In retirement, Mr. Kahn pursued his interest in Baltimore history. He began conducting city tours in the early 1980s under the auspices of the Smithsonian Institution, the Society for Industrial Archaeology and the Johns Hopkins University, a practice he continued until about two years ago.
He served for nine years on the Baltimore Museum of Industry board of directors and was a director emeritus at his death.
In 1984, he began to research the old loft district. Materials he collected are on loan to the University of Maryland, Baltimore County. He was also an adviser to the Threads of Life exhibit mounted by the Jewish Museum of Maryland in the early 1990s.
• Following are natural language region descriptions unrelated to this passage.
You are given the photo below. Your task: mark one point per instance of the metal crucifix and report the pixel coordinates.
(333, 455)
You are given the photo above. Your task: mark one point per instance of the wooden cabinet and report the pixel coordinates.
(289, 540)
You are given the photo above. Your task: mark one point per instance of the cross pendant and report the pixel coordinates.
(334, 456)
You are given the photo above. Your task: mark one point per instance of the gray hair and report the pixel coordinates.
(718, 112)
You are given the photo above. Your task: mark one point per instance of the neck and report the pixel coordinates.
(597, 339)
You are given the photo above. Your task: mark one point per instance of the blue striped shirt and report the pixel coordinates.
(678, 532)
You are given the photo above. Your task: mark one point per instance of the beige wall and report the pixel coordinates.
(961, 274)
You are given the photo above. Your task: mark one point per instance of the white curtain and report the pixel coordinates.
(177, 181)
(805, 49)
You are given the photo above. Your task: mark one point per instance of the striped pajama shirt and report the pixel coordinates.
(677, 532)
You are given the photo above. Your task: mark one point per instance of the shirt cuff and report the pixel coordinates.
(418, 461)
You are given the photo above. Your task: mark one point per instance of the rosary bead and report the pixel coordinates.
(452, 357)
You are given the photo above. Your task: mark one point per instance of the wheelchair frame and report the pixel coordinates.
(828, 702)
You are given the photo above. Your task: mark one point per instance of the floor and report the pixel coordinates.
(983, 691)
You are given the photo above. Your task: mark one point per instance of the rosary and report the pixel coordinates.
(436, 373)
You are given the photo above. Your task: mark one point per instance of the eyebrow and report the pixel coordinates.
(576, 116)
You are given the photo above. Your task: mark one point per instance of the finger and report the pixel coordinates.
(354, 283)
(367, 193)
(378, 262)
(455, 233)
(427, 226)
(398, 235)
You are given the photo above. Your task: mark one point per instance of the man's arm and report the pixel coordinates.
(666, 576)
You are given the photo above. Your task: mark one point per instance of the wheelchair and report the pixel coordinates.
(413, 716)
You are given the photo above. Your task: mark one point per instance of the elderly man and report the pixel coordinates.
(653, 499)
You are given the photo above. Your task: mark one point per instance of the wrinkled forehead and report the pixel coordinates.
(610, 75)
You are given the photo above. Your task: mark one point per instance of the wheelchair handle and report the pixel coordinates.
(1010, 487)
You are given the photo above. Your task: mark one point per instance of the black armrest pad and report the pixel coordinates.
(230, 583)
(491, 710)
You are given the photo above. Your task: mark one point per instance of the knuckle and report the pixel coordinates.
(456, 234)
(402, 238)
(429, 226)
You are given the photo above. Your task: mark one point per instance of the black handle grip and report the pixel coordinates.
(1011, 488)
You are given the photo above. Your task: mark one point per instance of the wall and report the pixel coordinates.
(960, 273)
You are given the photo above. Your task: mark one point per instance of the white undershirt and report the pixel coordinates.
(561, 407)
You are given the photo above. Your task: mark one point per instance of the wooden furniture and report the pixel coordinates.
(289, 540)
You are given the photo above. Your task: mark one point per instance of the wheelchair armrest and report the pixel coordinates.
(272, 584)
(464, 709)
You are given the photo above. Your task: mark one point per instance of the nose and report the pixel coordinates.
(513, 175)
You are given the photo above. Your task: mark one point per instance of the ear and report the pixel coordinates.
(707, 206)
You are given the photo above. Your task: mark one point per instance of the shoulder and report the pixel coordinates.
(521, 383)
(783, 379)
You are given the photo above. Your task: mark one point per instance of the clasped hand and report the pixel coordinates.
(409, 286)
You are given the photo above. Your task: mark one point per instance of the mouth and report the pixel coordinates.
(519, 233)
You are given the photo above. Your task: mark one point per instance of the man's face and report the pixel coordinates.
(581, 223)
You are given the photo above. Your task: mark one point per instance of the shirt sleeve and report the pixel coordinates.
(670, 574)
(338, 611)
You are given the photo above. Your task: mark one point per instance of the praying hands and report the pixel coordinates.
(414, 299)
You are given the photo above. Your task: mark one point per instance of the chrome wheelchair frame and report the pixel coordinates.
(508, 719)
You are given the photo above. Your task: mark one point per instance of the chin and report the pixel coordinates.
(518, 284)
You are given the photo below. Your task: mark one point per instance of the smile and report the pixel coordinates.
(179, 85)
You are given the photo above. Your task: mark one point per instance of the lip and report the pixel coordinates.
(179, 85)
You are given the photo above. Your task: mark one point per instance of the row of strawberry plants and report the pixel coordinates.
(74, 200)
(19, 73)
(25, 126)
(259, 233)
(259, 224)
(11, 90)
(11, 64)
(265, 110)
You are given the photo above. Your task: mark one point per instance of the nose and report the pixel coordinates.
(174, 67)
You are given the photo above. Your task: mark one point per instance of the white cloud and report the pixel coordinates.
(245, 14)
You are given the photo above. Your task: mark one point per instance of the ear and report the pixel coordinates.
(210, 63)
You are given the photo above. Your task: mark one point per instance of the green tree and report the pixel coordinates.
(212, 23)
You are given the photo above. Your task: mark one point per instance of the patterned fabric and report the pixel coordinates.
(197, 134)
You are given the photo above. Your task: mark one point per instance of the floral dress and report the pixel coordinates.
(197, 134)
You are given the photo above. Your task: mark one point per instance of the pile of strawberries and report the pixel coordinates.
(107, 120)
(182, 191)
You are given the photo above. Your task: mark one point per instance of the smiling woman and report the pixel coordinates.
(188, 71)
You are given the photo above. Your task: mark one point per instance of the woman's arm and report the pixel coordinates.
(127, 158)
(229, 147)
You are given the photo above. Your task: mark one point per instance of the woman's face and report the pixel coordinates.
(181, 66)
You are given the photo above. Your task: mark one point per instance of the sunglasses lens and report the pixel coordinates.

Mr. Kahn's collection of 18th and 19th century Chinese porcelains was featured in an exhibit at the Washington County Museum of Fine Arts in Hagerstown 12 years ago.
He was also an accomplished cook. A dinner invitation to the Kahn residence meant "gourmet food prepared by Phil and Betsey jointly," Mr. Conklin said. "His creativity extended to cooking."
In addition to his wife, survivors include two daughters, Beth Kahn Leaman of Northbrook, Ill., and Lina Lee Kahn Liebhold of Columbia; a sister, Leonore Newman of Paradise Valley, Ariz.; and a granddaughter.
Services were held yesterday. The family suggested donations to the Jewish Museum of Maryland, 15 Lloyd St., Baltimore 21202.